Tuesday, March 27, 2007

Romania: Real state market lacks adequate financial support

26 March 2007

The Romanian real estate market still lacks adequate financial support, reads a study by Willbrook Management International Image. 'In the real estate sector, Romania can lose important ground to Bulgaria, because the financial market is not yet sufficiently developed to support real estate projects,' says Daiana Voicu, Willbrook Management International managing director, ACT Media news agency reports.

According to Voicu, the Romanian real estate market has several shortcomings in comparison with the Bulgarian counterpart sector, because the legislative framework does not stimulate real estate investment trusts - REITs.

“Therefore, investments on the real estate market are slowed down or delayed in terms of invested or re-invested capital and although steadily expanding, the Romanian real estate sector is not capitalized on according to its real potential,” underscores Daiana Voicu.

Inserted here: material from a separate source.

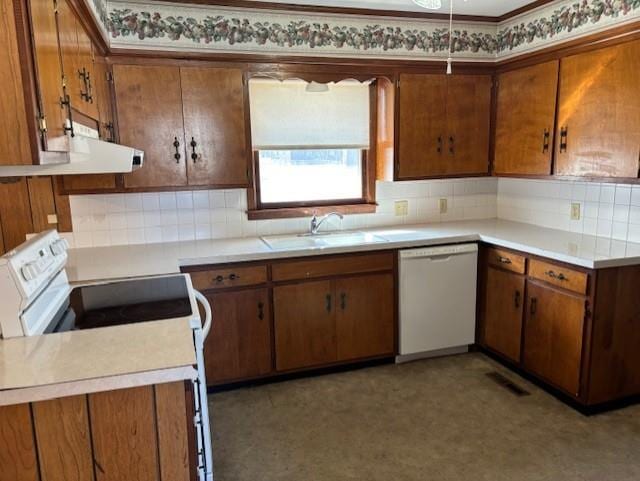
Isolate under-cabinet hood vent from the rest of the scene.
[0,122,144,177]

Bulgaria is the only country in Central and Eastern Europe to finance the real estate sector through the Stock Exchange. Unlike the other regional real estate markets, Sofia offers public access to the yields of real estate property and projects through bourse-listed REITs. At first, the REITs were implemented in Bulgaria as an alternative, more accessible method to invest in real estate. Subsequently Bulgaria used it to encourage and boost foreign investments. Taking advantage of the “zero” tax on the reinvested profit offered in Bulgaria, the investors can re-invest their profit in other real estate projects developed in the same country, generating unremitting growth in global investments. Although the absence of REITs can have unfavorable consequences on the long term, the Romanian real estate market is still high in the preferences of foreign investors due to the strong urban population interested in acquiring or renting a house. Real estate experts consider that land for future residential projects is the most profitable investment in the two fresh EU entrants, pointing to the seaside and the capital cities as top-potential areas.
Although the residences on the Bulgarian littoral are priced lower than those on the Romanian littoral, both in Sofia and Bucharest the price per. sq.m. in new residences reaches some 1,000 euros. Of all the countries where Willbrook Management International has on-going real estate projects - Romania, the Czech Republic, Poland, Latvia, Bulgaria and Turkey - Romania holds a leading position with investments worth over 1.2 bn euros of a total of almost six bn euros. “It would be a pity for the financial market and the relevant legislation not to adequately support the real estate sector in the future by financing it also from public sources,” concludes Daiana Voicu.
Willbrook Management International is a corporation specializing in the management of luxury real estate development projects, active in Romania, the Czech Republic, Poland, Latvia, Bulgaria and Turkey.